526 F.2d 117 | 2d Cir. | 1975
Lead Opinion
On August 22, 1973 a seven-count indictment was filed in the Eastern District of New York charging appellant Richard Mari and his co-defendant William James MacQueen with extortionate extension of credit. Count I charged
At all times throughout the proceedings both defendants were represented by the same attorney, Kenneth Salaway, Esq. On January 18, 1974, both defendants appeared before Hon. John R. Bartels, United States District Judge, to request withdrawal of their not-guilty pleas and entry of guilty pleas. At that time the court pointed out the possibility of a conflict of interest because of the joint representation, and asked both defendants and attorney Salaway if they understood the possibility of a problem. All three replied in the affirmative. Sal-away then represented that there was in fact no conflict between his clients.

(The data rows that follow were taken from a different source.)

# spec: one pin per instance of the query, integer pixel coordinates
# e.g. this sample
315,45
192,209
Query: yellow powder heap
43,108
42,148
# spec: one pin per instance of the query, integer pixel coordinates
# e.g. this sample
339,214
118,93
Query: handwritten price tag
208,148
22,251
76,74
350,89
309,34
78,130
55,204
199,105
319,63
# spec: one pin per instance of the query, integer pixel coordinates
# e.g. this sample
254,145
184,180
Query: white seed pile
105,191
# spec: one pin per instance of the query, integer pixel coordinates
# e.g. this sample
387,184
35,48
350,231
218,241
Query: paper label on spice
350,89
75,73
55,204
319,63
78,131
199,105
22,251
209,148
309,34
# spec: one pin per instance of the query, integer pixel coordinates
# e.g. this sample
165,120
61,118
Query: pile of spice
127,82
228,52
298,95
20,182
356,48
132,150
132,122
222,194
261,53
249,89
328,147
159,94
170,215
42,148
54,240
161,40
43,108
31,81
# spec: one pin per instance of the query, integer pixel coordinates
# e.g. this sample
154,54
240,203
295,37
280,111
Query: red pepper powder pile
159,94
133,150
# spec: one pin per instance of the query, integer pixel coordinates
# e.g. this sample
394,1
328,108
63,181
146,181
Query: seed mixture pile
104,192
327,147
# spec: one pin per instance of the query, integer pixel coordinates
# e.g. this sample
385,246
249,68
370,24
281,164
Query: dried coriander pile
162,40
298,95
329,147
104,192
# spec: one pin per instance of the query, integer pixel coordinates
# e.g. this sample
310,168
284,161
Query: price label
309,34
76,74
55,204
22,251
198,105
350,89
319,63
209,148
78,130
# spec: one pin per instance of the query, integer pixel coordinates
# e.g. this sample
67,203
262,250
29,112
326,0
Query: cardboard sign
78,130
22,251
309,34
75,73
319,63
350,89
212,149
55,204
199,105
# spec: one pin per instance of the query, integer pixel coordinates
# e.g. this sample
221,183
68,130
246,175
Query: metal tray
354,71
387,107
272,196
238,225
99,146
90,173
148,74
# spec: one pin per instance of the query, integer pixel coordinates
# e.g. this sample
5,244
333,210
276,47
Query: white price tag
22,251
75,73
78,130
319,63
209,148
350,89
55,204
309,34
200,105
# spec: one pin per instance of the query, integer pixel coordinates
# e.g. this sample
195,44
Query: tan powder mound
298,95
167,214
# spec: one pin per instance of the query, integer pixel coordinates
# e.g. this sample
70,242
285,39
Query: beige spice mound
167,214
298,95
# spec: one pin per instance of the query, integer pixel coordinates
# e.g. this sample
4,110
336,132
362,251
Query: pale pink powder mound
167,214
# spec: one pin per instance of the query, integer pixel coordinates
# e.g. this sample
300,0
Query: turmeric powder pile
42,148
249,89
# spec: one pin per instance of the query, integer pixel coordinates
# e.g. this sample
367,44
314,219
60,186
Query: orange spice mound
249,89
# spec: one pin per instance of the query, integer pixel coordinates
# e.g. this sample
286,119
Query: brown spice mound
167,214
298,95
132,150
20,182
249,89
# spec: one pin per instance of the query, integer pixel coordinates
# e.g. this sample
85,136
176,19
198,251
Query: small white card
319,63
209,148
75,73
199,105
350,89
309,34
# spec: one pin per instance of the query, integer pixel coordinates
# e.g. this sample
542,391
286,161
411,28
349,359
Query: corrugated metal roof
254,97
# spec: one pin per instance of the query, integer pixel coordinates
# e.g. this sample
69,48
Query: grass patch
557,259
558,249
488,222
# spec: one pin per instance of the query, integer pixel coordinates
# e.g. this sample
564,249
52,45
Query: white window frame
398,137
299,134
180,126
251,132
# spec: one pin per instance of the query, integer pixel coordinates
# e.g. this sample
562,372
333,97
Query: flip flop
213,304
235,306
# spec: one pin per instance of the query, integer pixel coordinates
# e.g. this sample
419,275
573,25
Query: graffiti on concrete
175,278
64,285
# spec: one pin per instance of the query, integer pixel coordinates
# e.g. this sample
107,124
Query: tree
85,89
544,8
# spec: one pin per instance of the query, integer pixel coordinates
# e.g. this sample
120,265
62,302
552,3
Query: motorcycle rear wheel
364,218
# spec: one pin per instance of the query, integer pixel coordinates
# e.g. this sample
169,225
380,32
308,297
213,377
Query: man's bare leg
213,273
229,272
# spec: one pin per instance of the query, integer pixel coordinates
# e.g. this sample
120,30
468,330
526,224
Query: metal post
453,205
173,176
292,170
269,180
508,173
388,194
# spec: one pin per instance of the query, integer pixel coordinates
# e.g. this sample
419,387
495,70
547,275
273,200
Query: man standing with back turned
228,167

On January 25, 1974, both defendants appeared again before Judge Bartels to enter their pleas. Specifically, Mari pleaded guilty to Count II of the indictment, which charged him alone with an extortionate extension of credit to Freno. An examination of the transcript of that hearing makes it clear that, in response to questions from the court, Mari claimed that he understood the nature of the charge against him, his right to proceed to trial if he wished, and the consequences of his guilty plea. In short,, there was a meticulous examination of Mari by the court to determine the voluntariness of his plea as well as the factual basis therefor.
At the same hearing defendant Mac-Queen also pleaded guilty, to a two-count superseding information. Mac-Queen’s comments indicate that he was trying to exculpate Mari by taking all the blame on himself. He concluded by saying:
I made all the threats. He just introduced me to Freno.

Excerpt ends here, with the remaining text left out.